The third subtype is whether the subtype discussed in the BCI article is “mixed”. Apart from the separate EEG and NIRS measurements, there are studies of EEG + NIRS hybrids and other types of hybrids, for example NIRS + fMRI there. The fourth classification criterion was the brain area where measurements were taken (e.g. motor areas, frontal and prefrontal areas of the human cerebral cortex, temporal area, occipital cortex, or something else, for example EEG measurements were made over motor areas) and NIRS measurements are on the anterior and prefrontal areas. The fifth criterion was whether the goal or goal described in the article was achieved, that is, whether the study could be evaluated as a success by the authors.
Finally, the sixth subtype of the resulting hierarchical classification was divided into articles in which some special features or unique features were presented. These features include “how many types of experiments are defined and run on the job, reported by paper” or whether the BCI is used on the job to manage the robot or external auxiliary actuator, etc. Of course the given classification is not complete and is a closed system and also not unique.
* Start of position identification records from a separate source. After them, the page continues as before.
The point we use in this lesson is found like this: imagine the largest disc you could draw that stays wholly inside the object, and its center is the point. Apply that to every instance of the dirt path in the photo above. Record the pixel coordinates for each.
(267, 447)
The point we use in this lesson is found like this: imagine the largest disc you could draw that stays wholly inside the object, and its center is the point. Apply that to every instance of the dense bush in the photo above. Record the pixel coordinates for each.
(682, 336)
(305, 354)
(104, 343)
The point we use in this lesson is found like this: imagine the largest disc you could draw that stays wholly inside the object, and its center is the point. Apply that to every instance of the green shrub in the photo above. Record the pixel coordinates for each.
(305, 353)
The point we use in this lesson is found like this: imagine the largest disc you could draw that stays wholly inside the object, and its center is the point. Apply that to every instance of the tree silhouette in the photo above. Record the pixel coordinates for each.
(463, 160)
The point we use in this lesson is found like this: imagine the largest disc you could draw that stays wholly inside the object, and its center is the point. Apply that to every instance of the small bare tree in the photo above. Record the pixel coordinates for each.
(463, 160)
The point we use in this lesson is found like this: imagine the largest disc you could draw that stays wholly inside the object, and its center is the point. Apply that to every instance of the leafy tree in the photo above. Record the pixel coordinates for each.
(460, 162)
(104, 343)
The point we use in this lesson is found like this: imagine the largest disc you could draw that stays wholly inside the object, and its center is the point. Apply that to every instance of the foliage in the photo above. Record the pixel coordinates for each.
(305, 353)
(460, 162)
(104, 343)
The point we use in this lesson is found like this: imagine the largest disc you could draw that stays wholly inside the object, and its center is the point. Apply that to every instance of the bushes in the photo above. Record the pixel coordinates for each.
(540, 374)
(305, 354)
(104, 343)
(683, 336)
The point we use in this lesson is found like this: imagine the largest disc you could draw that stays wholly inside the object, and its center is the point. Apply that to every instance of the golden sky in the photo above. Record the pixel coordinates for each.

However, its application is quite justified, because it is stable at least “to some extent”, ie firm and stable against the addition of new knowledge. In fact, it is possible to draw such a conclusion, given the fact that the classification structure stops changing after processing about 25 publications randomly selected from the pool considered. It should also be noted that by their nature there are some categories that are not presented in a repository of publications considered during the analysis, but are included (or better still) in the classification system. For example, a class of research describing the distribution of light emitted by a biological tissue and the physical properties of this process is FOS, etc., which are only indirectly related to BCI.
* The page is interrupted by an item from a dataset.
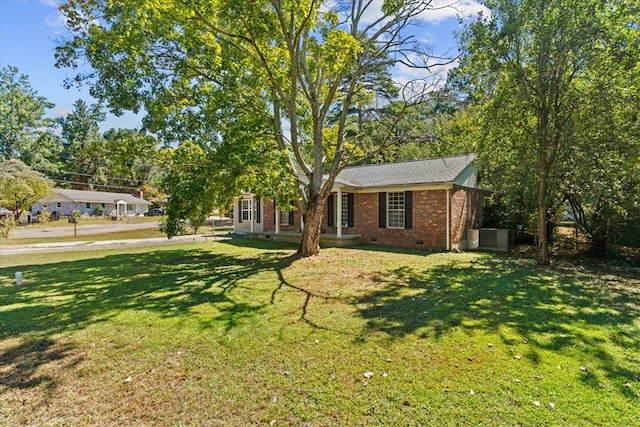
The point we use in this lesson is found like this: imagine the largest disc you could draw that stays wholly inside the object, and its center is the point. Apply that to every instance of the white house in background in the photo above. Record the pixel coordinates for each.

The focus of this type of research has shifted from the practical applications of BCI to the general physical laws that underlie any of the NIRS devices and fundamental research of the nervous system. However, some treated papers may additionally be classified by the last category, but their distant relationship to the main subject (i.e., away from root branches) of the described classification system can be considered.
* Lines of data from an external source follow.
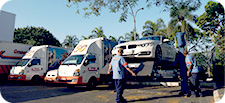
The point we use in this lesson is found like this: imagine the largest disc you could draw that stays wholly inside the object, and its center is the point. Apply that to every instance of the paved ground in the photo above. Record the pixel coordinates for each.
(106, 94)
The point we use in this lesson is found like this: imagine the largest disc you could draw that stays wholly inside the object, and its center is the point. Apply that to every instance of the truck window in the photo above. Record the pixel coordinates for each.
(35, 62)
(91, 59)
(23, 62)
(74, 59)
As a result; presents a comprehensive review of near infrared spectrometry (NIRS) and related methods applied at brain-computer interfaces (BCI). The basic physical principles of such devices have been explained through research. The reviews provide a summary of the latest developments in the dynamics and perspectives of the field in question. Examples of using NIRS in BCI systems are given and different experimental paradigms are defined. The review covers not only mainly noninvasive NIRS-BCIs, but also some use cases for hybrid BCI systems or neighboring field methods (such as EEG) for their importance in basic research.
It may also be less relevant if different encephalographic methods are applied separately. As potentially useful for NIRS-BCIs, the phenomenon of fast optical signals (FOS) is described and some research on connectivity is covered, including those based on NIRS. It gives direction to the perspective of constructing future BCI using optogenetics.